当時の最新家庭用ゲーム機はなんだろう。初代プレイステーションはまだ発売されておらず、スーパーファミコンが主流だったのではないか。私はドラクエⅤが大好きで、ビアンカルートとフローラルートをどちらもプレイした。聖剣伝説Ⅱも大好きだったがボス戦が怖いので、必ず二人協力プレイで五歳上の兄に手伝ってもらっていた。どちらもRPGである。そういうゲームなら大好きだ。でも大人向けの小説っぽいし、将棋とかチェスのことかなあ……。
踏み台を持ってきて、上下巻の分厚い本を二冊、手に取った。
表紙を見る。
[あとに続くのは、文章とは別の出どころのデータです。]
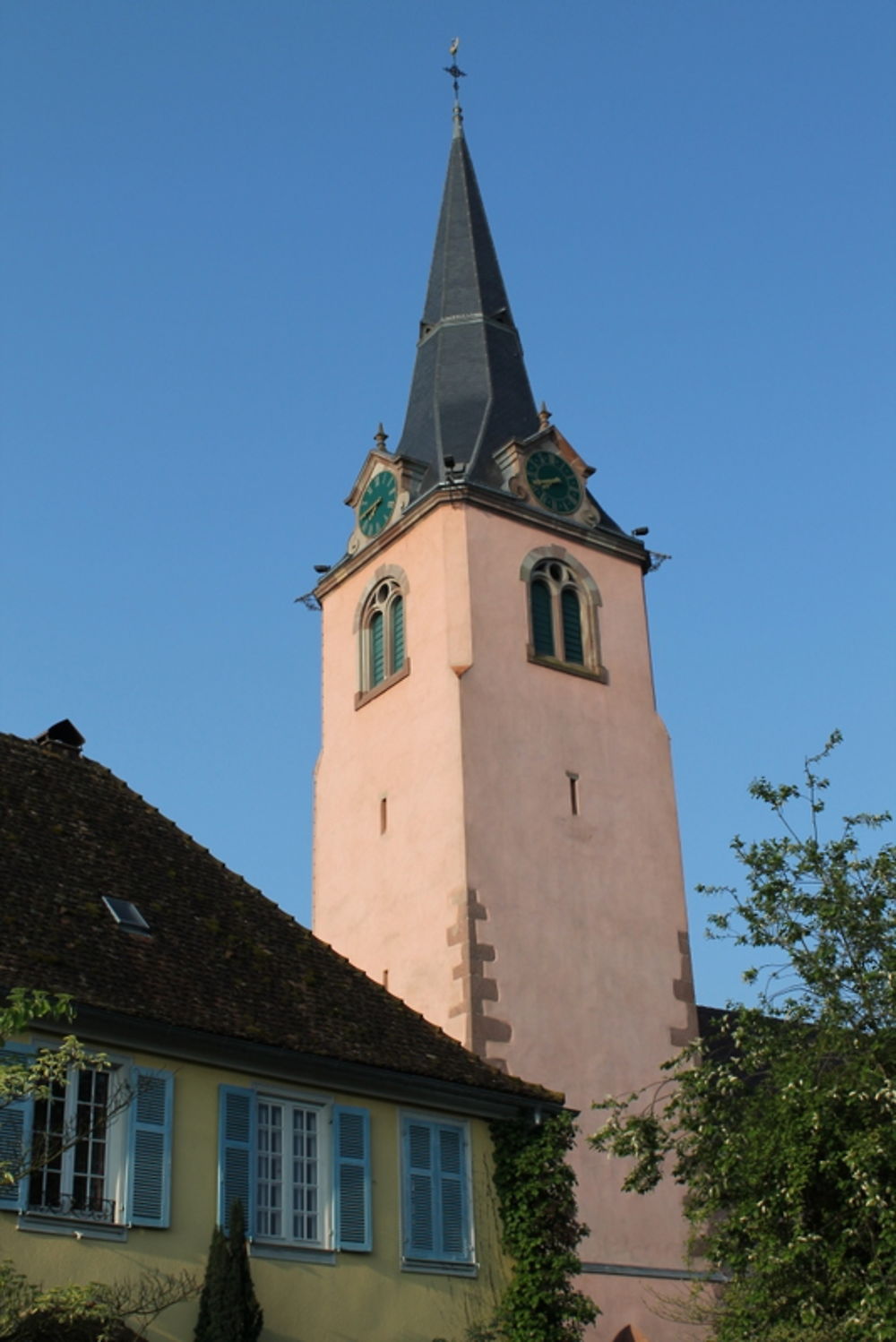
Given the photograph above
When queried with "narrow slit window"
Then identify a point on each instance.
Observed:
(573, 794)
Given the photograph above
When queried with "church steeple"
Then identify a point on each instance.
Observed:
(470, 392)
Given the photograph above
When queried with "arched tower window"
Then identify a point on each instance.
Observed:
(381, 627)
(562, 612)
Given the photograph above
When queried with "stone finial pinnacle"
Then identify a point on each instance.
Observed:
(456, 74)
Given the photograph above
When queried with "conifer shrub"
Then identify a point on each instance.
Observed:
(228, 1310)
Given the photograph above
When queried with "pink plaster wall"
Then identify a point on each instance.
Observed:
(582, 913)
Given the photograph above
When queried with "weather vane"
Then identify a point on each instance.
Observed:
(453, 70)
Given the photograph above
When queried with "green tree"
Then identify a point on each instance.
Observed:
(536, 1189)
(99, 1312)
(34, 1078)
(228, 1310)
(782, 1123)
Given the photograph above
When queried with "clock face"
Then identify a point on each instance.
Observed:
(377, 503)
(553, 482)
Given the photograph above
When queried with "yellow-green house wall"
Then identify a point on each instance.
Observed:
(359, 1296)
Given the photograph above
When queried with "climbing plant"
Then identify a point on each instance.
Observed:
(536, 1191)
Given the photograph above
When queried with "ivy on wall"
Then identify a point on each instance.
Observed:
(537, 1197)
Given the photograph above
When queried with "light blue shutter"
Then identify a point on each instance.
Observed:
(418, 1191)
(377, 649)
(572, 620)
(452, 1193)
(15, 1134)
(397, 611)
(149, 1166)
(542, 619)
(235, 1155)
(351, 1129)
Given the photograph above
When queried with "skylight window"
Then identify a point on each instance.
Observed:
(126, 916)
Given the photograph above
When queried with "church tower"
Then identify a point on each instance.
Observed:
(495, 824)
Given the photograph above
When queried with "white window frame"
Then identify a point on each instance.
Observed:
(69, 1144)
(323, 1110)
(138, 1152)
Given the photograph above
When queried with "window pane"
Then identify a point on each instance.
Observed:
(397, 612)
(572, 616)
(542, 619)
(377, 649)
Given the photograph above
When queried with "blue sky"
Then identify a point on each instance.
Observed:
(218, 221)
ダイヤモンドを持った手から血が流れている。もしかしてちょっと怖い話なのではないか……。
ええい、ままよ!
※以下、ネタバレを厭わず話を進めていきます。前話の『ああ無情』と違ってこちらの物語は細部を覚えていません。強烈に印象に残っている部分だけ語るけれど、重要なネタバレがあるのでご注意ください。
この物語をなんとか一言で説明すると、巨大企業経営一族の世代を超えた復讐、野望、何より欲望の物語である。良かったらあらすじを検索してみてほしい。あらすじを読むだけでお腹いっぱいになること請け合いだ。私も詳細は覚えていなかったので、確かめてみて「こんな話だったっけ」と驚いた。
複雑怪奇に絡み合った人間関係の織りなす欲望のタペストリーは、小学三年生が理解するにはいかにも難しく、大部分を飛ばし読みしたはずである。それでも強烈に覚えていることがあるので、その部分だけを語らせてもらう。
私にとって『ゲームの達人』は、双子の姉妹の物語である。
当時『ミラクル☆ガールズ』という双子のエスパー姉妹が出てくる少女漫画が流行っていて、友達に借りて読んでいた私は、双子の姉妹といえば力を合わせて超能力が使えるほど仲良し……というイメージだったのだが、この物語に登場する双子姉妹はそんな生易しい関係ではなかった。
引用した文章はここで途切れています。